Светлый фон

Каждый день Форст по нескольку раз вызывал к себе двух, а то и трех ребят на допрос. Сначала приводили Леню. Форст «допрашивал» его минут двадцать — тридцать, а затем Гуго с Дуськой вводили в кабинет Максима и Сеньку.

Ребят ставили в угол, лицом к стене, а Форст, будто продолжая спокойный, давно уже начавшийся разговор, негромко, но четко выговаривал каждое слово:

— Итак, гражданин Заброда, вы говорите, что в то утро Зализный послал вас передать пачку листовок Пронину? Так и запишем! Листовки эти вы вынуждены были бросить в топку паровоза, потому что…

— Ничего я не говорил и не скажу, — бросал Леня. — Брешете вы все!

Но Форст не обижался. Слова его были адресованы Максиму и Сеньке. Именно в их души хотел он заронить недоверие к Лене.

А еще через несколько часов или следующей ночью Форст уже сеял зерно сомнения в Ленину душу. Да, Форст готовил свое адское варево со знанием дела, с уметом психологии и всех возможных слабостей человеческой натуры. Изготовил, поставил на огонь страданий и страстей и поджидал, пока оно закипит.

Ждать спокойно у него не хватало времени — торопило начальство. Час проходил за часом, день за днем, а в поведении арестованных не замечалось никаких перемен. По-прежнему стояли они твердо на своем, по-прежнему спокойно и тихо было в камере. Никто ни с кем не ссорился, не кидался с кулаками, и никто по-прежнему не пытался убить Савку Горобца.

На пятую ночь Форст не выдержал и решил собственной персоной явиться в тюрьму и самому проверить, что там происходит.

Стояла глухая декабрьская ночь. Мороз свыше тридцати градусов зло щипал щеки. Скрипел под ногами сухой снег. Шропп, Гуго и Дуська проводили Форста до тюрьмы, а сами остались в теплом кабинете начальника полиции.

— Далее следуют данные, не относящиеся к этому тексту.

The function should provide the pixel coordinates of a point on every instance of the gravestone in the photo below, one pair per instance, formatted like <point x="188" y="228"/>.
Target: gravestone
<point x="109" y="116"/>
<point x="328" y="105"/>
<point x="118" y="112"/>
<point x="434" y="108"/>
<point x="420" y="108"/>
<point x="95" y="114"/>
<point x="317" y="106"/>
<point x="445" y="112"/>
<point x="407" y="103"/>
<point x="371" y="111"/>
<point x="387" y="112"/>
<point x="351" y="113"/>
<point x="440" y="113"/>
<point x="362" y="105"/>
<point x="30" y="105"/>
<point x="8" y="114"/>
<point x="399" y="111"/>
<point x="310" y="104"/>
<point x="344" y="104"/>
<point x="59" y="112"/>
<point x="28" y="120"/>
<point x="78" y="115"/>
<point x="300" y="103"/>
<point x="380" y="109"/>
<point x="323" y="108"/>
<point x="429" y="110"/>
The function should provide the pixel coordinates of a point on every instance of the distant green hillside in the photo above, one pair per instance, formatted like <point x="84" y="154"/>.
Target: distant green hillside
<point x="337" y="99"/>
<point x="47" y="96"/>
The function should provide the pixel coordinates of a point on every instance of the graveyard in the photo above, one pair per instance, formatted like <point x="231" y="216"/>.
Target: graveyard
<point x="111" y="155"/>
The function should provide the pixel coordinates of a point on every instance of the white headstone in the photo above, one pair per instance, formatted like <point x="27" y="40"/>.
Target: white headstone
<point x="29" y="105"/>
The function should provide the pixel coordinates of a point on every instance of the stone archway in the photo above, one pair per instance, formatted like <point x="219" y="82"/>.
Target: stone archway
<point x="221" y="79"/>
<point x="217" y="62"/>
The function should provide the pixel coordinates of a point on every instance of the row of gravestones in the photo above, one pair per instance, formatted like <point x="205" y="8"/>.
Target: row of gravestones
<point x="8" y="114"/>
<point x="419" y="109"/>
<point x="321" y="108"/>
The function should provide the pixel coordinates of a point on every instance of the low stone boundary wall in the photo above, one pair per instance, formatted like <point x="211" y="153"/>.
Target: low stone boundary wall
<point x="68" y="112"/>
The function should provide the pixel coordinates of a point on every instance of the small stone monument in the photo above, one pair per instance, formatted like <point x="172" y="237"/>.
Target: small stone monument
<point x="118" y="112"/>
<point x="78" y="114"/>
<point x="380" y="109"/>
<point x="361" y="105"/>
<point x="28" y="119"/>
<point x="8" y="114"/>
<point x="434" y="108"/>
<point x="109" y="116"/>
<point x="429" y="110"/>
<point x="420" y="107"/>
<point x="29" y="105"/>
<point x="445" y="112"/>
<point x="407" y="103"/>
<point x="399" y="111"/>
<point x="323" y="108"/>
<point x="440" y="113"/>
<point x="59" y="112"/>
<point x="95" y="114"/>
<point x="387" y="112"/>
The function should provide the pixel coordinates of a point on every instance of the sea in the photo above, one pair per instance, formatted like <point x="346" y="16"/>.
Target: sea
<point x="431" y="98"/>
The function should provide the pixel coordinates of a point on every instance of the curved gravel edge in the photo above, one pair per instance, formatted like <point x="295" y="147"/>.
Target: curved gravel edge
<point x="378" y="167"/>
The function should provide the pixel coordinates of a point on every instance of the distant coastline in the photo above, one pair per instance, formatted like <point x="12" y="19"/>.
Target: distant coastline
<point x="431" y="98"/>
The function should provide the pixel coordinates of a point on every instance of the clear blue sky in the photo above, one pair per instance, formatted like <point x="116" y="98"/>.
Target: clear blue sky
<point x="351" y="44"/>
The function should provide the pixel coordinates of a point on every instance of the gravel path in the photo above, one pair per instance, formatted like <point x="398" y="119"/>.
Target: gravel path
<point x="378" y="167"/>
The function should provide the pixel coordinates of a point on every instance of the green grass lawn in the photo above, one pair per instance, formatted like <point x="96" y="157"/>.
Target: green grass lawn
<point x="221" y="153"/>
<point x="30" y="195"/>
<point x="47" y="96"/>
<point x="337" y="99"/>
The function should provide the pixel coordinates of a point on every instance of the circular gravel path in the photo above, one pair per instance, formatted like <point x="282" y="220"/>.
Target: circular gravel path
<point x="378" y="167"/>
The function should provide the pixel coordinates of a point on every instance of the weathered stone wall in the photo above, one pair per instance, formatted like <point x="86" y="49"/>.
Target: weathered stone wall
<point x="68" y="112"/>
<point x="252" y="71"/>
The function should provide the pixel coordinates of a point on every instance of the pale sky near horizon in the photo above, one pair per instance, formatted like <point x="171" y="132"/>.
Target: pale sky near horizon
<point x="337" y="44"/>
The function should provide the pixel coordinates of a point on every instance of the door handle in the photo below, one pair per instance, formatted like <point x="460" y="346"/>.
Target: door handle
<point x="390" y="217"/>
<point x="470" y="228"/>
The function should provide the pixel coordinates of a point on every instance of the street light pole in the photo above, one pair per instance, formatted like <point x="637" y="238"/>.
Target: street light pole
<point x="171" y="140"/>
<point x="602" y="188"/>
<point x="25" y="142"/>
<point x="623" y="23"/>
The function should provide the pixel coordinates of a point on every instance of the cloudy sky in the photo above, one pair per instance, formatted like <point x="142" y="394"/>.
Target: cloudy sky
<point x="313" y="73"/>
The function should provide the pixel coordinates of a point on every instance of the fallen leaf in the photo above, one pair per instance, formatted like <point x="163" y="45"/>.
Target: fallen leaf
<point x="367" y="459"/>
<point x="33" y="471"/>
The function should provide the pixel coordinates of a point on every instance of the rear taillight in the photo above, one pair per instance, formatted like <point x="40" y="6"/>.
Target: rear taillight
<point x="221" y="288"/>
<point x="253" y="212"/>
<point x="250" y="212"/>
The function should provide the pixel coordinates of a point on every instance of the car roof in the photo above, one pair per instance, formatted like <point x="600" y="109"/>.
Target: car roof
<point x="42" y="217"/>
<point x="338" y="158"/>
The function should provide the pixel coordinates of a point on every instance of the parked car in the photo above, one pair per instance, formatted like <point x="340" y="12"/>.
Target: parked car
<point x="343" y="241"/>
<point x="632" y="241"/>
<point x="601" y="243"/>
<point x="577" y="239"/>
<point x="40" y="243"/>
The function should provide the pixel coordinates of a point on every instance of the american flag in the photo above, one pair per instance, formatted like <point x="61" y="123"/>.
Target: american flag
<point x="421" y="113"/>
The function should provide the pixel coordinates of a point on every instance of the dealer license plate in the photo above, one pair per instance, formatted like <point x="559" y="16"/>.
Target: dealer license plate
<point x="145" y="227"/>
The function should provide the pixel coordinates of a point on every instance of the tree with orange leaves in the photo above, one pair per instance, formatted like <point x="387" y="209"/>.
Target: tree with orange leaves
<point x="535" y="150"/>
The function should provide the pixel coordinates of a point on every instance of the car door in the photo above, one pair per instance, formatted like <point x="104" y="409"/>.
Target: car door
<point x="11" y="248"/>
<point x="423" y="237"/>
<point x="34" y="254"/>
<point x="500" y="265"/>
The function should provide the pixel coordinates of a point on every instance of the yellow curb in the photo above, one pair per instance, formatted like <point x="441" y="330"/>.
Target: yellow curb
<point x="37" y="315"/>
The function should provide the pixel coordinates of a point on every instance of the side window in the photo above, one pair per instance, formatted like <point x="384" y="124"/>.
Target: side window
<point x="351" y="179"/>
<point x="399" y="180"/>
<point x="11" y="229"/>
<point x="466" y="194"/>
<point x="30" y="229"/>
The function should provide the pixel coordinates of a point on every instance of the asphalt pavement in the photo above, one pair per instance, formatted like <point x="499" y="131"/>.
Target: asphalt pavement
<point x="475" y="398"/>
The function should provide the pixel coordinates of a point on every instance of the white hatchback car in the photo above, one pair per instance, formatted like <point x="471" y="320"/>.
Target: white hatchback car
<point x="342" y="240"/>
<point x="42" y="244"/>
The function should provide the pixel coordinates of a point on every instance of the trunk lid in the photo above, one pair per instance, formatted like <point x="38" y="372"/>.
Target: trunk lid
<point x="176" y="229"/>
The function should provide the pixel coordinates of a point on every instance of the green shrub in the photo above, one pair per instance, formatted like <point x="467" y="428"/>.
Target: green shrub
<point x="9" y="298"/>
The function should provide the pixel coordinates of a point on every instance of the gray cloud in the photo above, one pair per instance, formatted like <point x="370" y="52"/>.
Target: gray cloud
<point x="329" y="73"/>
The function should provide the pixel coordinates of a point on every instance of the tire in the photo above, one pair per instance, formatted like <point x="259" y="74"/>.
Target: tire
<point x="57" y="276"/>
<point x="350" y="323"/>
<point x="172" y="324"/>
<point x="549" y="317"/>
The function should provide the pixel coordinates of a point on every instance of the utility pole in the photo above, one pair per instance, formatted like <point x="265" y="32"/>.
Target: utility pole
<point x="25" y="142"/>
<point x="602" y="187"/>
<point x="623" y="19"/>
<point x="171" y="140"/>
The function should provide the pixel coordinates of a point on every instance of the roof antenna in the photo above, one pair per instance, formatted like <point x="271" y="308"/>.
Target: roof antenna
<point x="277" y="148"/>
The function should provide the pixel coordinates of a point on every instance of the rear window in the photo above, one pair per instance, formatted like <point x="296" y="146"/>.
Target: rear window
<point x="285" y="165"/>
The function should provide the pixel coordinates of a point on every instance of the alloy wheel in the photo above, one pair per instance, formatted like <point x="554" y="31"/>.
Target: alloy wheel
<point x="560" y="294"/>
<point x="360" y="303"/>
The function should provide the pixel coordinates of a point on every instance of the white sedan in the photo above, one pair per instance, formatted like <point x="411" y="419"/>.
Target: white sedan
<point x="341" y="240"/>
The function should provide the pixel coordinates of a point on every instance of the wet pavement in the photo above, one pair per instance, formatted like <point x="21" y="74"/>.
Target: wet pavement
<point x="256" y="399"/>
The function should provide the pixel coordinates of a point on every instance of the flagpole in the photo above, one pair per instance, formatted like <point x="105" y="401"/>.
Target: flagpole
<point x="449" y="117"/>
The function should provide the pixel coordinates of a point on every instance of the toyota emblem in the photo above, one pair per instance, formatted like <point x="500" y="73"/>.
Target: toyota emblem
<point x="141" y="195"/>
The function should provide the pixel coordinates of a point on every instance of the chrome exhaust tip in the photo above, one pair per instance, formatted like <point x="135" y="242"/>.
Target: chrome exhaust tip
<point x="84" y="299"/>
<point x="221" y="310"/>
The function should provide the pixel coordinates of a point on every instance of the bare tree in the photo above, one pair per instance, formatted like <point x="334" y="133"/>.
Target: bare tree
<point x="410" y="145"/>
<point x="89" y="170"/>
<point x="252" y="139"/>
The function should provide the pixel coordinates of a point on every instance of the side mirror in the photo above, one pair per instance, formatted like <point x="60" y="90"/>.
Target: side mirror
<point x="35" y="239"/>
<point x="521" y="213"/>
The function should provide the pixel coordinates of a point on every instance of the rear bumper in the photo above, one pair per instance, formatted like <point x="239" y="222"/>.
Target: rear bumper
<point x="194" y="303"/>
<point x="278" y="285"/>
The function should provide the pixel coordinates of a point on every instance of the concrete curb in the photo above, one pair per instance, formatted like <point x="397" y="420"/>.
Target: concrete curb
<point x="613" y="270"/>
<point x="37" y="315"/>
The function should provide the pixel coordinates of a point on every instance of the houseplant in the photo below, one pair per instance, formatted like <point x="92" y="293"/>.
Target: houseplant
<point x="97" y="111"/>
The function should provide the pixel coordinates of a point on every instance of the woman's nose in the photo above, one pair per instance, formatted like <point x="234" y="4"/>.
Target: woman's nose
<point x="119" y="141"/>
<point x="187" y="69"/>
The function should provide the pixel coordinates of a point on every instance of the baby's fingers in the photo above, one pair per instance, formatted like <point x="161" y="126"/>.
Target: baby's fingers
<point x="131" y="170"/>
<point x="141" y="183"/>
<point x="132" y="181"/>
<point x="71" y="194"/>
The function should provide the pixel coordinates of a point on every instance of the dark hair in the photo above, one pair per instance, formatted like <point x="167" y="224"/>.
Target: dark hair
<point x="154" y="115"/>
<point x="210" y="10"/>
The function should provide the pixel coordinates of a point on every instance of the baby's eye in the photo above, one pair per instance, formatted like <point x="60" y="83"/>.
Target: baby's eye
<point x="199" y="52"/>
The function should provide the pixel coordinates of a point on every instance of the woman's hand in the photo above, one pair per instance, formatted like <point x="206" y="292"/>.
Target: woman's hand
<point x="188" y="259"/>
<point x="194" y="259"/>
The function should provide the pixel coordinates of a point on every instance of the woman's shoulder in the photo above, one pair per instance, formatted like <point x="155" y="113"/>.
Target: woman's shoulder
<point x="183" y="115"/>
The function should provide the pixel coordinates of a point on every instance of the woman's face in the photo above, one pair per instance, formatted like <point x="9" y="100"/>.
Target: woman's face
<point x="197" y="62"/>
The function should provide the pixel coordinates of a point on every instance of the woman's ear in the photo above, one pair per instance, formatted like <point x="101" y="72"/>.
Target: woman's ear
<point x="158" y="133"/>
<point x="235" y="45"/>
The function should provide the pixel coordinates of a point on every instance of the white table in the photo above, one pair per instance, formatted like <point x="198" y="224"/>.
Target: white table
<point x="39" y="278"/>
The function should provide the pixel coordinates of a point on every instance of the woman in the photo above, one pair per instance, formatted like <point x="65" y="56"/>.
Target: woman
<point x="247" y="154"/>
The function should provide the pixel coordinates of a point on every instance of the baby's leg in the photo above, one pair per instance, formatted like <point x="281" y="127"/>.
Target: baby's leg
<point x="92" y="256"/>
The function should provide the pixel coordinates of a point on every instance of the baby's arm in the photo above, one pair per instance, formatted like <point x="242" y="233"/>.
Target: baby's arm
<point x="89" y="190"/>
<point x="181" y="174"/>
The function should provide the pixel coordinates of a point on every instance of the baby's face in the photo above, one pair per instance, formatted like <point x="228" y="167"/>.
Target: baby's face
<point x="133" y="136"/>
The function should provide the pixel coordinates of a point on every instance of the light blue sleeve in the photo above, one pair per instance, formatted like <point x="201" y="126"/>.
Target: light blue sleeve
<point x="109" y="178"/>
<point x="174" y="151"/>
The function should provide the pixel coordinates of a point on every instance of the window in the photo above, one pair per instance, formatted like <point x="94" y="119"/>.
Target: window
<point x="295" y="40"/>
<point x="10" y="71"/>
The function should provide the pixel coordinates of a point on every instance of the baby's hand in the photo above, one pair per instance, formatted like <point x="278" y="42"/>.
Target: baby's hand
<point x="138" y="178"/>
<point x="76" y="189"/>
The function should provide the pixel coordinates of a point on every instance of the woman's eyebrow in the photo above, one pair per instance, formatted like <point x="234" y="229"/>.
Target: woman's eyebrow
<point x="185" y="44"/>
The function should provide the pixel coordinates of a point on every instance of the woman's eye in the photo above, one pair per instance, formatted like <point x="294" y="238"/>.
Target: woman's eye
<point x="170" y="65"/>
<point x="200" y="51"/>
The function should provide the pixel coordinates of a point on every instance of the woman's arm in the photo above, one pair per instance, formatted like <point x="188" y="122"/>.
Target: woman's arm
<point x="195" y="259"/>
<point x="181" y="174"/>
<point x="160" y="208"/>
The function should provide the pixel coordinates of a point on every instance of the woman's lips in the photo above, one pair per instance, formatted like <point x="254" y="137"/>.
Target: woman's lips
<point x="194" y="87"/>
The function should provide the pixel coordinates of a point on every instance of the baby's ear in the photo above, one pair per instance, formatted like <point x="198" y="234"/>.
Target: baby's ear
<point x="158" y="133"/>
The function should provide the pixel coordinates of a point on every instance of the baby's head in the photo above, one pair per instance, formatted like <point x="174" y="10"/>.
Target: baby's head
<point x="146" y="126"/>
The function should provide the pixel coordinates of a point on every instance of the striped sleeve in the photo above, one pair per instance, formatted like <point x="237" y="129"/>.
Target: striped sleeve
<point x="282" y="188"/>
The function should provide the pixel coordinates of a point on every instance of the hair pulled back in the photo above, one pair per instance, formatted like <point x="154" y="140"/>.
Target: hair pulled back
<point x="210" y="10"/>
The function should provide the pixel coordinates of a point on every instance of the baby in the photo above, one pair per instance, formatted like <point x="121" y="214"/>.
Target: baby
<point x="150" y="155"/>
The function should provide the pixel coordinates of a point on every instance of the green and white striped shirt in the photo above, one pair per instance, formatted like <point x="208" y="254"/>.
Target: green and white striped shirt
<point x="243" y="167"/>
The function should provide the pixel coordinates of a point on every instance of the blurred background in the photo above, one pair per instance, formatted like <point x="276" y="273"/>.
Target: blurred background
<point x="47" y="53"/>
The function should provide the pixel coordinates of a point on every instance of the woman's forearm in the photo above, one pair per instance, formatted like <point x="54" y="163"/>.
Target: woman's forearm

А в ту половину здания, где были камеры, с оберштурмфюрером пошел один только Туз. Осторожно приотворив двери, они зашли в узкий, темный коридорчик и прислушались.

Холодно тут было, как в ледяной пещере, и тихо, как в могиле. За глухими дверями камеры никто не ругался и не дрался, даже голоса не подавал.

«Неужели они могли заснуть на таком холоде?» — подумал Форст. На цыпочках он неслышно подкрался к двери, осторожно приложил ухо к холодному ржавому железу. Долго, внимательно вслушивался, пока наконец не уловил: в камере что-то тихонько, чуть слышно журчало тихим лесным ручейком. И только если сильно напрячь слух, можно было распознать в этом журчании человеческий голос, даже отдельные неразборчивые слова.

В камере беседовали. Собственно, не беседовали, говорил кто-то один. Да словно и не говорил, потому что слишком уж плавно и ровно, действительно как ручеек, текла его речь. Пел? Нет, на песню это не похоже. Тогда… Неужто и вправду там, в этом ледяном аду, во мраке, кто-то еще мог читать стихи?